Bu hal, hangi “makus” zamandan başladı sahiden? Elbette ki Kanunnamelerden, Islahat Fermanları’ndan, daha yakını Tanzimat’tan, çok daha yakını “Hürriyet İnkılabı”ndan- 2. Meşrutiyet’ten. İş bu günlere kadar geliverir nihayet.
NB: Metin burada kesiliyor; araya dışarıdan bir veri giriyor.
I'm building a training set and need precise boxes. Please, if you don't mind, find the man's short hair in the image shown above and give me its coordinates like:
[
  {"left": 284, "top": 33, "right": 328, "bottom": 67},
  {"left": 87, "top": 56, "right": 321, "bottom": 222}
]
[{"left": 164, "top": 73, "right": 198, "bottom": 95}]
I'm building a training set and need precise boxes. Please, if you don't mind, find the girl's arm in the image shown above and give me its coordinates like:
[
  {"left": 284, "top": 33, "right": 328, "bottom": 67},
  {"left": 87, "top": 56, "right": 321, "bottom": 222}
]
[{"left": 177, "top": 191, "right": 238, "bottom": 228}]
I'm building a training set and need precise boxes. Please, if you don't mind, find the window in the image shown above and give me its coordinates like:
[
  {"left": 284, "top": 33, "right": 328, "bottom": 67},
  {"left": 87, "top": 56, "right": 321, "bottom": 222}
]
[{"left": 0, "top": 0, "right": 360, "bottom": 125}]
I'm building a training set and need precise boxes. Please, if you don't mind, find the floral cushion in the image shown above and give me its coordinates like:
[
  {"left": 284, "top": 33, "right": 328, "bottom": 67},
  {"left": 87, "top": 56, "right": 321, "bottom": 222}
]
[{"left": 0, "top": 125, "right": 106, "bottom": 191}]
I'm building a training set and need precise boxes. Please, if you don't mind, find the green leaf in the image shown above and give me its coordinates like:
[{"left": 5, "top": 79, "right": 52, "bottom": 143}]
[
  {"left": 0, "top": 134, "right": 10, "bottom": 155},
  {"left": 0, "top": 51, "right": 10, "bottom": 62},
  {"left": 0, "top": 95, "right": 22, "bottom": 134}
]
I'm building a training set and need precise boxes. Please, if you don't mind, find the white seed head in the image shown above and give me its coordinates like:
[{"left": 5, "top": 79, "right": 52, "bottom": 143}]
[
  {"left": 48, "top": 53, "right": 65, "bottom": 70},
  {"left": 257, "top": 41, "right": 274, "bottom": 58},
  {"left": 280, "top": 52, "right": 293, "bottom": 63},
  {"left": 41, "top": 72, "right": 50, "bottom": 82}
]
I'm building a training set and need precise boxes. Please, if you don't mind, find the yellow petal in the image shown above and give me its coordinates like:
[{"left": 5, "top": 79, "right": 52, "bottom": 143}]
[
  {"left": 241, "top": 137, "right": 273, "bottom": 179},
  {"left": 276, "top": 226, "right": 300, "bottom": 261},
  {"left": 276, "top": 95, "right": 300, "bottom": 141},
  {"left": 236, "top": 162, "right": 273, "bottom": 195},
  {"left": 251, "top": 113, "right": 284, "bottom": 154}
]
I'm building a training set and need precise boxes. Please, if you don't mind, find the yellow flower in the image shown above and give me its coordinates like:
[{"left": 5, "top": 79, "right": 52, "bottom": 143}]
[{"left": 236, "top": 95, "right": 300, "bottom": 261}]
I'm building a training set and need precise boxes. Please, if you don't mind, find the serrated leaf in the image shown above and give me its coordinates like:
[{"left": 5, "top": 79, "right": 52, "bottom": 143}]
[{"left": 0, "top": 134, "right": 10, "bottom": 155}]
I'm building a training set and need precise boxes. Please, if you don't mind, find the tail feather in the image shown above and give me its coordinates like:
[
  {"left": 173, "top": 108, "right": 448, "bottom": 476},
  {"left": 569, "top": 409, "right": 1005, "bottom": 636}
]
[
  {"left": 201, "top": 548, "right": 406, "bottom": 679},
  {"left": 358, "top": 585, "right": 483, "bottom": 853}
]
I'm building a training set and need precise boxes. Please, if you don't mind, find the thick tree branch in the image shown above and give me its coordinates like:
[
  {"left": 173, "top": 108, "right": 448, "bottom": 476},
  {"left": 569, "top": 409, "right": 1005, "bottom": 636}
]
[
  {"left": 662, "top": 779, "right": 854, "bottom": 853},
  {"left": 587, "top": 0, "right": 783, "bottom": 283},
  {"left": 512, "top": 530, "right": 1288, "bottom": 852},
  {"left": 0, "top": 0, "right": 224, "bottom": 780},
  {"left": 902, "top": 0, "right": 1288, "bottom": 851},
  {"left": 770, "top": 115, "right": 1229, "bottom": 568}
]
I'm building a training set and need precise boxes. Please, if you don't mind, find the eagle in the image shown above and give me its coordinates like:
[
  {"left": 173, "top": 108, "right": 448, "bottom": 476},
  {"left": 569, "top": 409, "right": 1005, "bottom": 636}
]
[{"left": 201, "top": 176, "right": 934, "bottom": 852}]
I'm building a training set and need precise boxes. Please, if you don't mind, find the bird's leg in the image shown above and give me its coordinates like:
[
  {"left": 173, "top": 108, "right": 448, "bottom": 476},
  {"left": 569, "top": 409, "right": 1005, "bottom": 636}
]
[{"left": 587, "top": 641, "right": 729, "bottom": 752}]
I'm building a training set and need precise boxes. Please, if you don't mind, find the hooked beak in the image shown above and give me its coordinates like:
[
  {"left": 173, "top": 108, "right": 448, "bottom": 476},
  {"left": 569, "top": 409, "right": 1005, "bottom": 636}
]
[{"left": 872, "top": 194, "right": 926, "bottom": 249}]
Yıllar boyu, Bediüzzaman’ın ifadesiyle “bin yıldan beri”, Necip Fazıl’a göre “Celali ihanetinden beri”, “teraküm” ettirilen meseleler, “ Eski hal muhal; ya yeni hal, ya izmihlal...” bakış açısıyla hem Osmanlı’nın, hem diğer İslam coğrafyalarının, “esas ve umdelere” ters düşmeyecek tanzimlere, tadilata gitmesi zaruriydi; bunu “hakkıyla, temel taşının sağlamlaştırılması” manasında bir tecdid de lazımdı. Ve bu tecdidin de sadece ruhi, sadece itikadi, sadece harsi olarak değil, her sahada saltanatını kurması beklenmeliydi. Ama, ah, keşke... Herşey bahane; her işin başı “İnsan zulmeder, kader adalet eder.” Meselesiydi elbet.
Az önce “ tadilat” mı dedik? Pek çok “kaynak”ta geçen kelimeyi, bugünün yoz anlayışıyla “onarımlar” şeklinde anlamak hamakattan öte cehalet. Kelime “adl” kökünden müştak; en basit ve asli manası “ adalete getirmek”. Istılahi manasının ne olduğu çoklarınca bedihi; “haklıya hakkını vermek.” Yani bir meselenin “haddi ve hakkı” ne ise, o aslyete münasip vaziyete getirmek, ifratkâr anlayışları aslına çevirmek.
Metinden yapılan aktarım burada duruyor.